My daughter is obsessed with growing stuff. I have my heart in the right place, but I'm not a very good gardener. Her pumpkins are wilting and have some kind of mold on the leaves. She is expecting a big crop. So far, there are four pumpkins, and they are hanging on for dear life (literally) while all the vines around them are dying. Our cherry tomatoes are doing really well. And, we got one bell pepper. Just one. And the other pepper - no one knows what kind it is. It was suppose to be a bell pepper, but it isn't. My husband doesn't think its a hot pepper, but then he can tolerate much hotter stuff than the rest of us, so I'm just leaving them there for now.
Back to pumpkins. The plants all have names. I think my daughter believed that pumpkins- orange and round- would simply pop up from the ground. When you are five, the concept of waiting for four months for a vegetable to possible grow, is really hard. When I say the plants have names, well, each plant has a labelled stake, "Molly Kirk", "Daddy Kirk", "Elmo Kirk" etc. She told us in June, "These pumpkins with be my class. I will be the teacher, and I will teach my pumpkins how to read. I will teach them how to jump and stuff like that too." All this imagining was happening as I started to homeschool her. She was teaching stuffed toys too.

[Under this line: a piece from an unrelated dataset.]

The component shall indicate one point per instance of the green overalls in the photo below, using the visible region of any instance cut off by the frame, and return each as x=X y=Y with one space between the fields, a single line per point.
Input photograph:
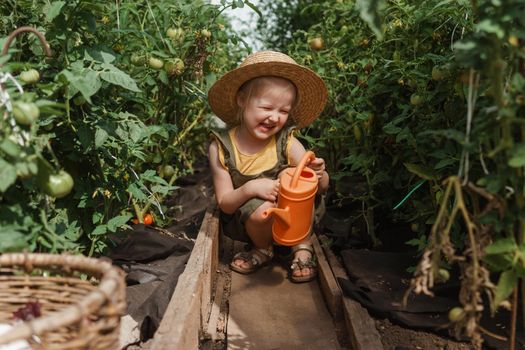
x=233 y=225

So, we had the talk about how the pumpkin plants were wilting, and they might not make it to her birthday in November. She was ok with that, as long as I bought nine pumpkins to replace the nine pumpkin plants that she was growing. I thought we were on the same page. Until tonight. My son had preschool orientation at the church. He will be going two mornings a week. The teacher invited the families and had a craft for the kids and their siblings. My daughter heard the teacher talking about a Halloween party, and the pumpkin discussion began. The preschool teacher is growing a pumpkin patch, and having great success. She talked about bringing in pumpkins from her garden for the kids to paint, and one huge pumpkin that was already as big as a basketball. My daughter misunderstood and thought the teacher was going to bring the pumpkins in NOW. Now as in, "Oh yeah, I've got a trunk full of pumpkins outside in my car." Ummm, no, pumpkins two months from now, honey.
So, my daughter cried the whole way home. She cried and screamed for 45 minutes, and yelled about how it was going to be a really long time until October, and it wasn't fair! Oh, how I wish all the pumpkins in Northern Michigan still weren't green. But, such is life, and we all can't have what we want whenever we want it. Life lessons are hard. Even if the life lesson is about growing a pumpkin patch so that you can teach pumpkins how to read.
Now, I'm going to take some Motrin for all the aches and pains I have from falling down the stairs. Goodnight!